What if he loses? What do you see unfolding as a result of that both in the party and across the country? “If he wins, he’s fine. If the election is a minority, he goes back on the road with a good chance of winning next time. In the next election, the Liberals would be seeking their fifth mandate. Canadians have given a party a fifth term just once, in 1953. Sir John A. Macdonald and Sir Wilfrid Laurier couldn’t win five elections in a row. Neither could Pierre Trudeau or the Liberals under Jean Chrétien and Paul Martin.
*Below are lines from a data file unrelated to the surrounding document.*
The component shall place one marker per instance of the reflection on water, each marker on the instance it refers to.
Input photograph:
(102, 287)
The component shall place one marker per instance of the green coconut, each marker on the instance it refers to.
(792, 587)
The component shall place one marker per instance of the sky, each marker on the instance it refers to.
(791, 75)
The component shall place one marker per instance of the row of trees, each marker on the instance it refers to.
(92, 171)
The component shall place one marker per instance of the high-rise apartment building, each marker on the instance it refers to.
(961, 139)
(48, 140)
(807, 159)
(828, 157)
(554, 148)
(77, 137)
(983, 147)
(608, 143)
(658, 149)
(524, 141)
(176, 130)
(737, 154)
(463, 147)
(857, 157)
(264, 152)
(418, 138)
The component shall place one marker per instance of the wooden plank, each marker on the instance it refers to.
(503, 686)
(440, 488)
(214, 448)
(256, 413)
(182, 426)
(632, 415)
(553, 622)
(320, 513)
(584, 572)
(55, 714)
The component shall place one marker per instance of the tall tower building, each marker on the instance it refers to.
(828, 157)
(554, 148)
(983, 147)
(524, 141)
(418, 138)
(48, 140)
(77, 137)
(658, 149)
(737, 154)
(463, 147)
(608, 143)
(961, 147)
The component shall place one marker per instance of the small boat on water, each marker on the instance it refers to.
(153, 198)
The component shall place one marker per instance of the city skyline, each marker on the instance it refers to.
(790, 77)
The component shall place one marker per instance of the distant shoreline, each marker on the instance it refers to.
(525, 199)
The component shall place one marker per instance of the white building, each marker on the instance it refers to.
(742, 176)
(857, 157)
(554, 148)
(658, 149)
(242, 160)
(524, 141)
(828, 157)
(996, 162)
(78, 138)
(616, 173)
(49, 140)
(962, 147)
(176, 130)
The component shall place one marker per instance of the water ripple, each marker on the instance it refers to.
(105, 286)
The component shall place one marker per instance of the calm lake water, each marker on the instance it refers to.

“It gets interesting if Mark Carney were to win a majority. The knives might come out for Poilievre. They certainly will for Jenni Byrne and others on the Conservative campaign team. But I don’t see him going without a nasty fight. He’s actually done a good job on the campaign, so far. If the Liberals win, seats will come from the Bloc Québécois and the NDP, not the Conservatives. That should mean something. As well, Poilievre won the leadership with the support of a large block of people in western Canada and rural-small town Ontario who believe in him and will not turn on him. And there’s no obvious successor. That means the Conservative establishment would have to drag him out, and I don’t believe they have the political muscle to do that.”
Ripper: The Making of Pierre Poilievre, by Mark Bourrie, Biblioasis, 430 pp., $28.95.